= Raquel Torres Cerdán =

Anthropologist and chef

Raquel Torres Cerdán, also Raquel Torres (born 19 November 1948) is a Mexican anthropologist and restaurateur, who has worked to record, preserve and showcase the cuisines of the indigenous peoples of Veracruz, through her restaurants and food writing.

== Biography ==
Torres was born in Xalapa on 19 November 1948. Her parents were Guillermina Cerdán, a housewife, and Abel Torres García, who was variously an itinerant coffee-seller, bricklayer, waiter and eventually restaurant owner. She credits meeting the chef Angel Objeco, who worked at her father's restaurant of La Parroquia, in inspiring her interest in cuisine. She initially worked as a civil servant, but made the move to study Anthropology at University of Veracruz in order to expand her knowledge of the food of the indigenous peoples of Veracruz. The accumulation of this knowledge and its preservation has become an important aspect of Torres' career.

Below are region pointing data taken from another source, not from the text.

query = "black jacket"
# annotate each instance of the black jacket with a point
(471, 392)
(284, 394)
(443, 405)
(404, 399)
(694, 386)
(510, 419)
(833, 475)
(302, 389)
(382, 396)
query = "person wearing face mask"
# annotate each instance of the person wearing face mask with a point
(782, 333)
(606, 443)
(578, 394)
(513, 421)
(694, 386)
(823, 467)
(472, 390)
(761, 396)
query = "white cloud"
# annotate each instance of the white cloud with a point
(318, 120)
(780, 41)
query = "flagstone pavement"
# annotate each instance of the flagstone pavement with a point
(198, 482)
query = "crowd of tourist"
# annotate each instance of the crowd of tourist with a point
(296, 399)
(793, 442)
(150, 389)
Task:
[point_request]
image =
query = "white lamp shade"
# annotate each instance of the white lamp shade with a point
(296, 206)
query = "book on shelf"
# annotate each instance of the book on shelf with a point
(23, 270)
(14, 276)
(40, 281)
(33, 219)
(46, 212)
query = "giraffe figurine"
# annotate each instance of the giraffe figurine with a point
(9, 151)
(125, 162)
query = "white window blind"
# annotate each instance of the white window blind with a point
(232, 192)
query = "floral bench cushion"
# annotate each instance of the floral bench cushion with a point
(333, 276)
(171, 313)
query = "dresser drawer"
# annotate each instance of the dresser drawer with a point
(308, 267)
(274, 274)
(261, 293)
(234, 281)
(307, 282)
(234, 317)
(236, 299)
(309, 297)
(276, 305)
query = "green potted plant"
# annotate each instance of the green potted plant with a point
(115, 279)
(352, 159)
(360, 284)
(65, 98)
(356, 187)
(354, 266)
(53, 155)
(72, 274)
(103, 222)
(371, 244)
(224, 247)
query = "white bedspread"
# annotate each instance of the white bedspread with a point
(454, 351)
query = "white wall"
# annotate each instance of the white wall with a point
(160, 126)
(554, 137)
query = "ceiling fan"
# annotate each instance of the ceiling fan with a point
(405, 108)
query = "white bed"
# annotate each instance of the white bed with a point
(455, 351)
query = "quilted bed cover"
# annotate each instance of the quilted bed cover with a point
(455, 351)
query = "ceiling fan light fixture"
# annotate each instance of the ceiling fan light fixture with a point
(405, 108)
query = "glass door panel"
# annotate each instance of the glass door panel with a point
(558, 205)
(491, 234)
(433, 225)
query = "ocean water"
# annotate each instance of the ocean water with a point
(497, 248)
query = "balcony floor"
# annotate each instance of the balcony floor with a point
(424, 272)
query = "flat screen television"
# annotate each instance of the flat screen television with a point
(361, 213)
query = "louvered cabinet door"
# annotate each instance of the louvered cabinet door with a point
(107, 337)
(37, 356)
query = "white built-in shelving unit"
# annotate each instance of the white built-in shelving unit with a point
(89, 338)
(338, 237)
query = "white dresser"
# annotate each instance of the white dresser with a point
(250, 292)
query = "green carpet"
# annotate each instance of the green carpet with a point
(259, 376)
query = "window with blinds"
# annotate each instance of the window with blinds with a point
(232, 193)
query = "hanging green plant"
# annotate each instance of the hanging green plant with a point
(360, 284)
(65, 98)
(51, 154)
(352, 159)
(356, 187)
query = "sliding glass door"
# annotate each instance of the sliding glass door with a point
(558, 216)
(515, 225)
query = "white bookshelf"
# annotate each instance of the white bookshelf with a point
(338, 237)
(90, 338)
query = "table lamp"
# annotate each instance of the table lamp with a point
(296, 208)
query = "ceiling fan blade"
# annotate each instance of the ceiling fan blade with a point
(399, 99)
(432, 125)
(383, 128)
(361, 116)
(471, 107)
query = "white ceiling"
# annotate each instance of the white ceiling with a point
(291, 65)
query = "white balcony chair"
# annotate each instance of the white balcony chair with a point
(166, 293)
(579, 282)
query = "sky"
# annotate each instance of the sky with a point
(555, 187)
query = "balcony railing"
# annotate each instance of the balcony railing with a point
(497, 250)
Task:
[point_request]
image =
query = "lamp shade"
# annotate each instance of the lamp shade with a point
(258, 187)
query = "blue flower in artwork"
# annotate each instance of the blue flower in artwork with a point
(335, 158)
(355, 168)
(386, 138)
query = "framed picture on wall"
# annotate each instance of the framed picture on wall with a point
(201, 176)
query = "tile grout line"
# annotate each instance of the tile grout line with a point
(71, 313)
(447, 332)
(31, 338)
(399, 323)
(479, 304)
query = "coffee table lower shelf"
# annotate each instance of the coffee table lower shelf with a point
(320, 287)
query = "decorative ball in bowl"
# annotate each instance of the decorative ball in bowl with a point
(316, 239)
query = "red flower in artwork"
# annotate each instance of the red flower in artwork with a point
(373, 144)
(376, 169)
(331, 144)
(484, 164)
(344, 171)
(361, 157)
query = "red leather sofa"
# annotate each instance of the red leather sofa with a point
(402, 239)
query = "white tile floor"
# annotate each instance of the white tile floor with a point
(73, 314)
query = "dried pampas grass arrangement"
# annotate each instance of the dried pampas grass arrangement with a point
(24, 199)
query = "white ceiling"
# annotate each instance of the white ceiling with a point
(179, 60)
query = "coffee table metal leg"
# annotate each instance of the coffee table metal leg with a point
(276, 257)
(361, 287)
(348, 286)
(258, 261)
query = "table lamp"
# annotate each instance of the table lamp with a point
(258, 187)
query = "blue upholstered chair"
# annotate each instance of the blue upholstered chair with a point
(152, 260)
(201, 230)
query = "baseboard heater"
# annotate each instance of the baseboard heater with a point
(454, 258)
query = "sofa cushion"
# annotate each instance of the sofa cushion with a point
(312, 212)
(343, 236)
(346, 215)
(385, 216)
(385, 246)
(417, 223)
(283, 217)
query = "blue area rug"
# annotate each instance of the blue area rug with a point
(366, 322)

Research into indigenous cuisine inspired Torres to open her first restaurant, La Fonda, which served a menu dedicated to the regional foods. She later opened La Churrería del Recuerdo, where she intended to serve recipes that were over 130 years old. However, Torres discovered that whilst there were recipe books available from that period, they recorded middle and upper class foods, not those of the working classes. In addition to running two restaurants, Torres teaches workshops on the skills of Mexican cookery, with a focus on the food of the Veracruz region.

== Recognition ==
In 2019 the National Council for Tourism, Culture and the Arts in Mexico and the Xalapa City Council paid tribute to Torres' work, citing the influence she has had on the preservation of the gastronomic heritage of Xalapa. The chef and writer Diana Kennedy has cited Torres' work as an influence.

== Selected works ==

- Torres Cerdán, Raquel. La Cocina de Xalapa. (2015).
- Torres Cerdán, Raquel. Las flores en la cocina mexicana. Vol. 22. Conaculta Culturas Populares, 2000.
- Torres Cerdán, Raquel; Careaga Gutiérrez, Dora Elena; and Cruz, Carretero Sagrario. La cocina afromestiza en Veracruz. (1995).